Hacía cinco años que Alina trabajaba para Casillas. Era una de las chicas con más privilegios en La Parada. Llevaba la agenda de su jefe —no la de citas, sino la de nombres y cantidades— y se encargaba de organizar las transacciones cuando algún cliente tenía una petición «especial». Ella era la responsable de traer la mercancía y de amansarla antes de ofrecerla al cliente. Se le daba bien. Y Germán confiaba en ella. Le había demostrado que se le daba mejor la logística del negocio que abrirse de piernas.

—Y otra cosa. Habla con las chicas. Explícales lo que ocurrirá si alguna se va de la lengua o no confirma palabra por palabra la versión que te acabo de contar; especialmente, Guadalupe.

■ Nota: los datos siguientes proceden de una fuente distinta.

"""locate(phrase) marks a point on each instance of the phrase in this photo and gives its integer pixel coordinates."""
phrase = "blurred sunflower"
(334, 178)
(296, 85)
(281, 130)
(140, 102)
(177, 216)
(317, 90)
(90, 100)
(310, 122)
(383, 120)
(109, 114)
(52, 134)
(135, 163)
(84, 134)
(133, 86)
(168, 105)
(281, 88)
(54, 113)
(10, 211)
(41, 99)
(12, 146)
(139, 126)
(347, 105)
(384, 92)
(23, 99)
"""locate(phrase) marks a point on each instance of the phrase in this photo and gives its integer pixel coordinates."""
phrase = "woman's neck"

Germán se preguntaba cuánto le habría contado ya la puta a la policía. Por su bien, esperaba que hubiera cerrado la boca.

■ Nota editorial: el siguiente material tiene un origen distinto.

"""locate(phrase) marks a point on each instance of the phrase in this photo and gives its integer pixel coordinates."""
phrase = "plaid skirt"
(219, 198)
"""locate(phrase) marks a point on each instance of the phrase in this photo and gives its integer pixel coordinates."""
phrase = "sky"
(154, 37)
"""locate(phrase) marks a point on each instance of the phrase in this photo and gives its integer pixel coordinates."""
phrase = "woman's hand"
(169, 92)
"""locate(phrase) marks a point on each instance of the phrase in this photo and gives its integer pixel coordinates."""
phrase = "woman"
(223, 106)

—¿Guadalupe? ¿Por qué Guadalupe en especial? —preguntó Alina con desgana—. Tan solo es una puta de saldo.

—Será de saldo, pero ella fue la que encontró el cadáver de Guzmán. —Germán volvía a elevar la voz más de lo debido. Le exasperaba la tranquilidad de la rusa. ¿Es que su pequeña cabeza de chorlito no era capaz de procesar lo que se jugaban si la policía empezaba a hacer preguntas?

Alina no se preocupó lo más mínimo con aquella revelación. Guadalupe no sabía nada. Mucho menos que nada. Aquella puta vieja apenas tenía clientela fija y los pocos clientes fijos que le quedaban eran inofensivos.

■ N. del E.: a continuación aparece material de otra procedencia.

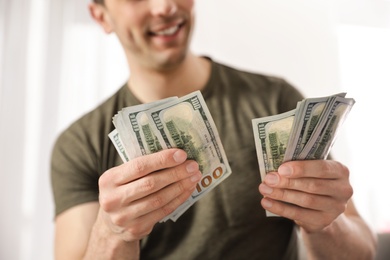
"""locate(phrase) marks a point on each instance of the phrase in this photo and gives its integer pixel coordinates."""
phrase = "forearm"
(104, 244)
(345, 238)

No entendía por qué aquel nerviosismo por la muerte de Guzmán. Mejor. Frunció la nariz, en un gesto de asco.

«Era un cerdo asqueroso y empezaba a exigir demasiado», pensó.

—Escucha, Alina. —Germán la sacó de sus reflexiones con un tono más amigable—. Esta noche hablamos. Cíñete a lo que hemos acordado si esos polis pasan a verte.

—Estate tranquilo, Germán.

—Sí, ya…

Tras colgar el teléfono, Casillas se retrepó en la silla detrás de su escritorio. Apoyó los codos en la mesa y cruzó las manos en un gesto más propio de la oración.

—Alina no es estúpida —se dijo—. Sabe que si esto se descontrola, nos puede llegar la mierda hasta el cuello.

Pero, a pesar de aquellos pensamientos, más o menos tranquilizadores, Germán Casillas notó cómo el miedo anidaba en su interior y pudo sentir cómo el sudor le recorría el pecho.